The increased burden on taxpayers is what led officials at the Colonie-Maplewood Common School District to discuss annexation with North Colonie. After years of passing double-digit tax increases, officials and taxpayers have agreed to bring the annexation before taxpayers in upcoming school budget votes.
It's hard work to keep North Colonie's gears greased and maintaining a steady output of high-scoring regent graduates, said Ehrenberg.
School officials argue that coming down hard on administrators and boards of education of underperforming schools, as Spitzer proposes, is a threat that doesn't serve the best interest of both standard and charter schools.
South Colonie officials said Spitzer raises good questions, but his language may prove to be a little harsh and subsequently undermine the community control of some school districts.
"Some of what is being proposed is taking away the local control of districts," said South Colonie School Board president James Ryan. "I don't think that is the way to go."
South Colonie is in the second year of concerted efforts to raise its standing after it was identified by the state Department of Education as being in need of academic improvement in secondary English.

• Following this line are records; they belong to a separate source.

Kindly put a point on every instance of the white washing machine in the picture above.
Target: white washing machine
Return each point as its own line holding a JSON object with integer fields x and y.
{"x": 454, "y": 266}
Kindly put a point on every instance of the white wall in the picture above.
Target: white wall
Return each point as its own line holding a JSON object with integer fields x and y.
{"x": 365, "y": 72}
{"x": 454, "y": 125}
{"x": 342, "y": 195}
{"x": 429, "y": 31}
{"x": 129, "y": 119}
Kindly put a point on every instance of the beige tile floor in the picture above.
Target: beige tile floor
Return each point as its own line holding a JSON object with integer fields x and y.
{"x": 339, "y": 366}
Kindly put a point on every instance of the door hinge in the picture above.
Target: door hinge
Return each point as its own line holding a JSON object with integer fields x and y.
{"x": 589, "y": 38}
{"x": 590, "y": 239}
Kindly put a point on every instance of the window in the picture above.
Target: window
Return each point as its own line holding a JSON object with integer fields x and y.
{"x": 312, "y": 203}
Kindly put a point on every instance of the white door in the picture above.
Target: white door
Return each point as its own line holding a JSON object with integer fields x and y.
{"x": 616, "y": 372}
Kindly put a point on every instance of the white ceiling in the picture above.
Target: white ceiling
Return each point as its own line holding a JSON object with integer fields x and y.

Although they have brought the scores up, they have to remain on the list for another year, which is why they were included among five other schools in Albany County that are not in good standing in the 2006-07 School Accountability Status report released several weeks ago.

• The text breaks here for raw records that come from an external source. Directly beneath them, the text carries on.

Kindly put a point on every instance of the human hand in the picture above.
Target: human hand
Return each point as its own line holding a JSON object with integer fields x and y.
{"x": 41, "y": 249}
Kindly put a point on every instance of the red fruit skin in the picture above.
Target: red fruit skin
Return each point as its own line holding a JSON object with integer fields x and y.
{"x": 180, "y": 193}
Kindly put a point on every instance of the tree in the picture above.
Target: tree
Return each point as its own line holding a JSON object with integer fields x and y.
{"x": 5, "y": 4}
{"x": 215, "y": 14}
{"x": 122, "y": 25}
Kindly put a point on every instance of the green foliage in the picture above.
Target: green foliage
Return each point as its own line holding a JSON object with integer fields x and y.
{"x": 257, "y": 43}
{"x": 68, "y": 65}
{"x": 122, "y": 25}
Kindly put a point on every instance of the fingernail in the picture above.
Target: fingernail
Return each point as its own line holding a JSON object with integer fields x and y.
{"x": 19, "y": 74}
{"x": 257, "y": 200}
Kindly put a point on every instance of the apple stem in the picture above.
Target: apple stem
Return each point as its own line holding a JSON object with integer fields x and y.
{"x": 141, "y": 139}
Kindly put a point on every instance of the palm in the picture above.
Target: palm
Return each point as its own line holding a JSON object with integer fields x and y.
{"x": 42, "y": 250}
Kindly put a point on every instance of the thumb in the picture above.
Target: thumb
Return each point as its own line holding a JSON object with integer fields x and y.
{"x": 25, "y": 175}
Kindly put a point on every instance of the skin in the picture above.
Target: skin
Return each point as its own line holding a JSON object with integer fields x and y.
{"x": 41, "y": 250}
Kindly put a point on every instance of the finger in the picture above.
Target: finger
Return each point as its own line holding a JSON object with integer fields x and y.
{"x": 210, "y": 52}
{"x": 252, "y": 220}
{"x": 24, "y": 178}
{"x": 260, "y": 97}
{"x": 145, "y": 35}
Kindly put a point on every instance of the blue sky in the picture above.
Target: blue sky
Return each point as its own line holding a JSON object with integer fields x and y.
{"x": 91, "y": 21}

Talk of coming down on school administrators and board members for continually not meeting the mark doesn't help, said Ryan. The board and the district's administration already hold themselves accountable for failing performance. After being identified two years ago by the state as underperforming, they immediately put a plan in action to address the problem area, said Ryan, and it was done without additional funds or strings attached. Schools don't need another level of government or bureaucracy to work through, he said.